Not many poets have the trust funds they so richly deserve, and the main vein of inheritance for poets is the poetry of the past, the poetry of those who came before, the poetry poets now read, internalize (even memorize), and move on with. "The words of a dead man/ Are modified in the guts of the living," wrote Auden in his elegy to Yeats, and in this reading, eating, remembering, and stomaching we imagine and so go on to enact what our futures might be as poets, what our future poetry might become. Something moved us to animacy and emulation in the first place, in some Scene of Instruction, some Falling in Love and Going Down within the vast conformity and insane tribal democracy of language, in First World. We're born, come to fruition, and wither: that's the story. And within those three vast (and short, and swinish, and basically unknowing) movements, we inherit. We also pass on.
Critics do not determine the canon; writers do. Critics may judge the contest, explain, interpret, historicize, and other things (such as writing their spiritual autobiographies in an orgy of belletrist aesthetics), but it is the poets who marry each other's work forth, who carry each other's work into renewed greatness, and this happens through the kabuki dance of influence and through the love, bickering, devotion, and battle with the work that we have chosen (and been chosen by) in First World.

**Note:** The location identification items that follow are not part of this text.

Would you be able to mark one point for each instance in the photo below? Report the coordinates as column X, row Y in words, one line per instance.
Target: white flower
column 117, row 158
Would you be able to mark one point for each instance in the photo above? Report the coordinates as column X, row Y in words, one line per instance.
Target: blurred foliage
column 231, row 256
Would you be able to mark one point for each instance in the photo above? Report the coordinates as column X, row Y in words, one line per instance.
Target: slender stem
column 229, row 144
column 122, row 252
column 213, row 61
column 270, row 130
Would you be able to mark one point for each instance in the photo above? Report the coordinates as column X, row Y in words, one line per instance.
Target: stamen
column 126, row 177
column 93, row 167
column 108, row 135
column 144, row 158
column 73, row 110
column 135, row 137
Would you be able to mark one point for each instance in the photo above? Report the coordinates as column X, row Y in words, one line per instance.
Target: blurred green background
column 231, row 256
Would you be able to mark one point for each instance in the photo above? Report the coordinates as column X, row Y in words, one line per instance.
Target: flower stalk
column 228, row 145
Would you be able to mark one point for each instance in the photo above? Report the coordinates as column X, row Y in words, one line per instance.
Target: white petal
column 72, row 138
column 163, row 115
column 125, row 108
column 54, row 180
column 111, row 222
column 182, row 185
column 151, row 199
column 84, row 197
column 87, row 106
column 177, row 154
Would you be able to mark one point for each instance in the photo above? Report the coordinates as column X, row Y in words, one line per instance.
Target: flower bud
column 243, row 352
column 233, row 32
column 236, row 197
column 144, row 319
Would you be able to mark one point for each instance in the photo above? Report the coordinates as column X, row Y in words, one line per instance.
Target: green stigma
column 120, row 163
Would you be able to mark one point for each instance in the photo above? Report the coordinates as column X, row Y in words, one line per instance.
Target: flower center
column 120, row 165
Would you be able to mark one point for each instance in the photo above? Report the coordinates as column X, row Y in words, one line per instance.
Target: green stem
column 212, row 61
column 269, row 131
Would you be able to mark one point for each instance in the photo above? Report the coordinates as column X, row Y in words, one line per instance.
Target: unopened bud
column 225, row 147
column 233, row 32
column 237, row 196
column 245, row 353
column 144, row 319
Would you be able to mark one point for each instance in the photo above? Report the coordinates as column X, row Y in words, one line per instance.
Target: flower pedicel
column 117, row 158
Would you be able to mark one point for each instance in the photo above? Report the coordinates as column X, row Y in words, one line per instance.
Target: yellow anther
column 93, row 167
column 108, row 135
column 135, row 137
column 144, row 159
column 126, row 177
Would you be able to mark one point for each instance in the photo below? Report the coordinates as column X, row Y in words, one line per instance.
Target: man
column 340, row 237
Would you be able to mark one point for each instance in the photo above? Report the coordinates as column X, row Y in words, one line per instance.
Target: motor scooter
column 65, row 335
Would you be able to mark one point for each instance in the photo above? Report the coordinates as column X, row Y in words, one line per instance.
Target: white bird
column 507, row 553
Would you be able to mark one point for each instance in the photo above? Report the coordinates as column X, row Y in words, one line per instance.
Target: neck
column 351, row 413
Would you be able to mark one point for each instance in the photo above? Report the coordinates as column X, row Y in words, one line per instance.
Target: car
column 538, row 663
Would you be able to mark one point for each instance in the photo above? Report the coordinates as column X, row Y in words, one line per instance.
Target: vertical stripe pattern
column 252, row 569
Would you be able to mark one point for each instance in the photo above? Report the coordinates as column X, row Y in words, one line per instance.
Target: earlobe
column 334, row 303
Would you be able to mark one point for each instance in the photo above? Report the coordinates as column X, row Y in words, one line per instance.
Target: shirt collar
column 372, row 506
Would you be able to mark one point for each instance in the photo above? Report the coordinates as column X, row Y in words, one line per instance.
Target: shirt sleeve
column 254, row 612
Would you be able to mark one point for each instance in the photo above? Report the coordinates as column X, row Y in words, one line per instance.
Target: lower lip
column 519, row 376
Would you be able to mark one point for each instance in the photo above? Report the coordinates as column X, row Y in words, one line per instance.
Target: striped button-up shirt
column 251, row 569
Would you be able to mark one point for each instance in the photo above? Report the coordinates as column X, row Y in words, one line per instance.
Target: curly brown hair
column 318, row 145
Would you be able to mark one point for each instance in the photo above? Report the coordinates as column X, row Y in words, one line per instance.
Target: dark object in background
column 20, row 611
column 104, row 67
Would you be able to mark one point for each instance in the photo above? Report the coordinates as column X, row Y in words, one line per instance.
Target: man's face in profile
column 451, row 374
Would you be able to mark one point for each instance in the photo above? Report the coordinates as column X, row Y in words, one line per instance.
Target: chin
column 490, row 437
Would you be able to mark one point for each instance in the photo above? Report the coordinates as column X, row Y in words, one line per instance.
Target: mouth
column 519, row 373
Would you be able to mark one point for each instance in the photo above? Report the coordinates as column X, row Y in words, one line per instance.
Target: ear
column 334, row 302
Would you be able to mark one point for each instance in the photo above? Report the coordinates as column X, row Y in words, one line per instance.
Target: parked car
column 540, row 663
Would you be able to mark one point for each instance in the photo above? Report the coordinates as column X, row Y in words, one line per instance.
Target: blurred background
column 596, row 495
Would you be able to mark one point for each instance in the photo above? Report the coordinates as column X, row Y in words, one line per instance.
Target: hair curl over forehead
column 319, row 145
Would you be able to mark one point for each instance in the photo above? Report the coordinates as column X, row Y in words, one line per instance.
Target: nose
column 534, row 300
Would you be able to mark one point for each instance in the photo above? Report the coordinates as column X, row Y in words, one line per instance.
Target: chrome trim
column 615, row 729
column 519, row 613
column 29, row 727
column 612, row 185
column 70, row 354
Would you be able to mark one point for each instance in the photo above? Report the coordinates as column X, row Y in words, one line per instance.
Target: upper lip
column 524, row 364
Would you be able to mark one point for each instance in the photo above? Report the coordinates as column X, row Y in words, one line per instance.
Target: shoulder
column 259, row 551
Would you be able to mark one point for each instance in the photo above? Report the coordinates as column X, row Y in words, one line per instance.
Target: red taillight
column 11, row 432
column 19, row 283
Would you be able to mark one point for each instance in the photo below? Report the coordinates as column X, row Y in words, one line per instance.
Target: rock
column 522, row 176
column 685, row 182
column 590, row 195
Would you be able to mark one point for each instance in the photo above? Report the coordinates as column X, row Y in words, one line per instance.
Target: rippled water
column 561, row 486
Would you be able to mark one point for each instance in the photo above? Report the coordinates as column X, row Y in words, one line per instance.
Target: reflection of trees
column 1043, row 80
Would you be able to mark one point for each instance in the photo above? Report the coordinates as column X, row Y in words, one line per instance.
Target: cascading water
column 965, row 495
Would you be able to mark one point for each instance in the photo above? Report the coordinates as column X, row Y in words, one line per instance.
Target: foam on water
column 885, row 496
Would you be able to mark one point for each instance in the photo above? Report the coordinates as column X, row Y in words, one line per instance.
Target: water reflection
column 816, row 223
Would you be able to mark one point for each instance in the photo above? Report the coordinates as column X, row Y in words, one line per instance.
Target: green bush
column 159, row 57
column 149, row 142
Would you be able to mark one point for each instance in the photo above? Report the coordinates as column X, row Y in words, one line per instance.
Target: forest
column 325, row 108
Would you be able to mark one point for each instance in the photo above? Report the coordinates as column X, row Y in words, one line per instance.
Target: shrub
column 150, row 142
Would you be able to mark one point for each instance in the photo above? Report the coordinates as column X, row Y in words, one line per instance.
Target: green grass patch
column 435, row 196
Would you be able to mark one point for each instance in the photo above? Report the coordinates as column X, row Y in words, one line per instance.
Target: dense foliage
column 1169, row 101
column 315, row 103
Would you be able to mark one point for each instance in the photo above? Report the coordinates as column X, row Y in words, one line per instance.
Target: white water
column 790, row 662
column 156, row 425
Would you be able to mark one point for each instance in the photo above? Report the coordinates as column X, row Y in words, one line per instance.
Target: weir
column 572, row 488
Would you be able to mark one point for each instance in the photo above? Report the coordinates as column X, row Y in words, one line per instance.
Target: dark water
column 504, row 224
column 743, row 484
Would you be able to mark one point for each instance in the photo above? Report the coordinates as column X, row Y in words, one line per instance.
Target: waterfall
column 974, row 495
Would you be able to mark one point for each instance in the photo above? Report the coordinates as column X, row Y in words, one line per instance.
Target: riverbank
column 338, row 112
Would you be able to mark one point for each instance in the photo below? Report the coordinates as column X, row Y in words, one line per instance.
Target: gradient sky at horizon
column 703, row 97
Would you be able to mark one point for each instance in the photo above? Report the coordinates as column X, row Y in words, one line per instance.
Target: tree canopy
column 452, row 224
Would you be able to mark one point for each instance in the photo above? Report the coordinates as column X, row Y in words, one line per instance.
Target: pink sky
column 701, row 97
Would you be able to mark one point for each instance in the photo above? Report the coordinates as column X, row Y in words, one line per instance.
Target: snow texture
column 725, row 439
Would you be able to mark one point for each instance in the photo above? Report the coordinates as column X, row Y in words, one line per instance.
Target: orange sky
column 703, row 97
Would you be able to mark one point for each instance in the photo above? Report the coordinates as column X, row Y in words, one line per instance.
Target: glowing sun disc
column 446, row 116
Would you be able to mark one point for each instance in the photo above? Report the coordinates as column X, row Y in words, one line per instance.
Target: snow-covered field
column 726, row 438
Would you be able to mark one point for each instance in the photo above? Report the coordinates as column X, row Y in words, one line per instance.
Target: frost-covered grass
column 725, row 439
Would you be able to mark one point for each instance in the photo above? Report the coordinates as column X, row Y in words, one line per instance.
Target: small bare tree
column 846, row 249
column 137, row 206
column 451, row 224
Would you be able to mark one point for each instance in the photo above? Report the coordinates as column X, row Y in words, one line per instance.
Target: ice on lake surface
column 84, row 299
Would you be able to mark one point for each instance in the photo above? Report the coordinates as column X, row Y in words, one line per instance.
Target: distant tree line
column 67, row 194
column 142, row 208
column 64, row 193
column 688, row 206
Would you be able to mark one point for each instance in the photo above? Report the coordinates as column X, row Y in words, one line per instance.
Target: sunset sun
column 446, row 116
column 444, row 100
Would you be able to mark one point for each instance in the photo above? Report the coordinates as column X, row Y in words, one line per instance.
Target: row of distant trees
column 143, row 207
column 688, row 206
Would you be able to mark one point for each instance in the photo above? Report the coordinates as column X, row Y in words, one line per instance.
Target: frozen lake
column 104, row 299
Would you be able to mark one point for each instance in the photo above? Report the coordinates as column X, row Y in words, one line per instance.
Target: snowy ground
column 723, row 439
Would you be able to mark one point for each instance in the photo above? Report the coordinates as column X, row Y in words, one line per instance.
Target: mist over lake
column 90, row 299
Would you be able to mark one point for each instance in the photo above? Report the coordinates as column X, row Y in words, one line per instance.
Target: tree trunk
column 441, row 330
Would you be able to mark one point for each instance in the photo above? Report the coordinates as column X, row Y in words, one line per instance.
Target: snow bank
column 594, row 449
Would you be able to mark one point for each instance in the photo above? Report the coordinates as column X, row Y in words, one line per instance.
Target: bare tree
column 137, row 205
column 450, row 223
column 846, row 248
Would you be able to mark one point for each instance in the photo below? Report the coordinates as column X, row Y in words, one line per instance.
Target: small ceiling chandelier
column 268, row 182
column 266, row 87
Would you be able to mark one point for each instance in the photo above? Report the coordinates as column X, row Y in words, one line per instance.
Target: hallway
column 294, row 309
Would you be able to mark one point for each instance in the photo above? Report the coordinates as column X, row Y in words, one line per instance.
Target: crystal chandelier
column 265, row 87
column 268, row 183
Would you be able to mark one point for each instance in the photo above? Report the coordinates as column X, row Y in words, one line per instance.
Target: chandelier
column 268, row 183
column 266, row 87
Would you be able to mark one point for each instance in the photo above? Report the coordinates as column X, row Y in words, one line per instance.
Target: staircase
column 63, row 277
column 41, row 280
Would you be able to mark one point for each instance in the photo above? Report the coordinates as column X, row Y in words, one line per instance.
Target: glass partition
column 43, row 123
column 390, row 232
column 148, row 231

The opposite of love is not hate, as Rollo May noted; the opposite of love is indifference. Now that the need to directly hate the dictator has subsided for a moment, who is paying attention to, who is inheriting Eliot's work, and towards what through-line?
I don't think there's any centrality or consensus in American poetry at the moment, and to say things are balkanized is a truism all of us have lived with for a long time, perhaps since the day of Robert Lowell, our last poet of national consensus-in perhaps our last post-Vietnam sense of nation.
In 1973 Harold Bloom gave us The Anxiety of Influence, for which I, for one, am eternally grateful. As Donald Hall has said about the work of Freud, it's as nasty as life itself is, and so is Bloom's notion of influence. A sickness unto death, an influenza, a situation that persists until, as Edgar Allan Poe had it, "the fever called 'Living'/ Is conquered at last." Whether you believe what's written in The Anxiety of Influence or not, whether you see writing as a battlefield or a playground-as a vast, titanic, Oedipal and Electra struggle within the family romance or as a fount gleaned in utter originality from an individual's teeming brain-- Bloom's theory is a force to be reckoned with.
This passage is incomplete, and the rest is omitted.